More than 13,000 marriage licenses were granted in Tarrant County last year, and more than 115 weddings are held annually in TCU’s Robert Carr Chapel alone. 

But with more than a dozen places of worship representing almost every major denomination, the 109 is up for the challenge of accommodating the ever-expanding wedding industry.

Not your mama’s wedding

Angela Thompson, a TCU instructor of sociology who specializes in sociology of weddings, said part of the change in the industry was due to a shift in the emphasis on the production of the big day.

“It’s no longer just [the bride’s] day, it’s her event,” Thompson said.

Thompson said modern brides want something different than what their parents wanted. They want a wedding that’s unique, elaborate and fits their personality—even if it doesn’t fit their budget, she said.

The average price of a wedding in the U.S. is now about $25,000, she said, up from $13,000 in the mid ’90s and $4,000 to $5,000 in the early ’80s.

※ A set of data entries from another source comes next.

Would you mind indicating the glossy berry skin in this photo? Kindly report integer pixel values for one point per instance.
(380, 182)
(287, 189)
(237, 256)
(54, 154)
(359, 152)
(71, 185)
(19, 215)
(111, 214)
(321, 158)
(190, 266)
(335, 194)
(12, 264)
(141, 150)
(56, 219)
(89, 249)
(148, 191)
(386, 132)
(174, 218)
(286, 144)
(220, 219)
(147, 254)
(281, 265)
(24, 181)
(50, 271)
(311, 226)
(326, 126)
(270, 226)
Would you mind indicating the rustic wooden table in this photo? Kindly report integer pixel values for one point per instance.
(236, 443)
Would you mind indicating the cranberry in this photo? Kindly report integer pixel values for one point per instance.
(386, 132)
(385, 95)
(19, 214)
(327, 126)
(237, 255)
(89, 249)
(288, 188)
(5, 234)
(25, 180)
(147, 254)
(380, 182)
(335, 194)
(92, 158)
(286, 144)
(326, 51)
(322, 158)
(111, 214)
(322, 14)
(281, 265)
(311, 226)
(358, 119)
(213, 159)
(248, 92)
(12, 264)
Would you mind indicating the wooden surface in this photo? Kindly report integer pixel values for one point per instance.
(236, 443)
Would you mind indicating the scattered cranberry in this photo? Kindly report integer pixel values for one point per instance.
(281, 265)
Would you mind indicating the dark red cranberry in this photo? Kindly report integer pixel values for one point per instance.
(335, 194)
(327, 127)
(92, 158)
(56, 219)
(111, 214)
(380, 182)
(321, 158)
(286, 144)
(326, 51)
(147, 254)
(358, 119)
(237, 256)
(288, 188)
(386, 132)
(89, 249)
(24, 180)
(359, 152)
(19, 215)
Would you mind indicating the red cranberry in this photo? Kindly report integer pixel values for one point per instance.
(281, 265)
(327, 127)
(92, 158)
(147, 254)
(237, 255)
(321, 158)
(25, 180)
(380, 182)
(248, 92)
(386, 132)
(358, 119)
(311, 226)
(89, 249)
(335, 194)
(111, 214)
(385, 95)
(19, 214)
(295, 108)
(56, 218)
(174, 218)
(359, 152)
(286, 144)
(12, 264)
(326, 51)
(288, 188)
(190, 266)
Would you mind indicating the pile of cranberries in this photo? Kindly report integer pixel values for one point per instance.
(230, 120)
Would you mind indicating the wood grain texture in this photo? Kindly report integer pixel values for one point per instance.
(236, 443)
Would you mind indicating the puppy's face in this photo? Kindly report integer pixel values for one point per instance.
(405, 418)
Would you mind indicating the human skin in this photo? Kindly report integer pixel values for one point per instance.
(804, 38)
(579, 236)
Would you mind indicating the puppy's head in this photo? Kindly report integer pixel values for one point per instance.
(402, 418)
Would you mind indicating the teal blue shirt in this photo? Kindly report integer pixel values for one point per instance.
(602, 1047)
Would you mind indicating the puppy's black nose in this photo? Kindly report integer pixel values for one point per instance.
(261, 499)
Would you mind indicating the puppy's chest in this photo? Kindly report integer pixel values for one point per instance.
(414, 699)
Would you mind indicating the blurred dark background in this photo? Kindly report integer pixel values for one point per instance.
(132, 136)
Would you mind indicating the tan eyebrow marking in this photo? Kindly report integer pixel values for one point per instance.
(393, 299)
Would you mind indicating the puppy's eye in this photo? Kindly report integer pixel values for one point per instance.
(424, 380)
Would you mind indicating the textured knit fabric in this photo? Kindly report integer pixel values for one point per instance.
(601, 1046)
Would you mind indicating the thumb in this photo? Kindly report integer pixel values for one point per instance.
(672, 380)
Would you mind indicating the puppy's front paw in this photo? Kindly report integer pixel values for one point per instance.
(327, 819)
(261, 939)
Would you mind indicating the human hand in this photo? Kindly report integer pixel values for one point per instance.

“People are willing to spend huge amounts on a wedding,” Thompson said, “Whether it’s putting their wedding dreams on a credit card or taking out a second mortgage on their house, people are spending significantly larger amounts of money.”

Thompson said most ceremony traditions have stayed the same, such as walking the bride down the aisle and the white dress, but the production of the event is almost unrecognizable.

Making it your own

To make the wedding unique, many couples are looking outside the church for weddings at unusual venues to fit their personality.

Thompson said some locations are selected to tell something about the couple, such as people who are into sports having it at a sports venue.

“And we’ve all seen the videos of people getting married on a roller coaster or while scuba diving,” Thompson said.

April Coltharp, owner of Arlington-based event planning service, A Flair for Elegance Inc., said the city’s traditional locations, such as the Fort Worth Club, are being customized to meet modern trends.

“The trend is going toward natural elements,” Coltharp said.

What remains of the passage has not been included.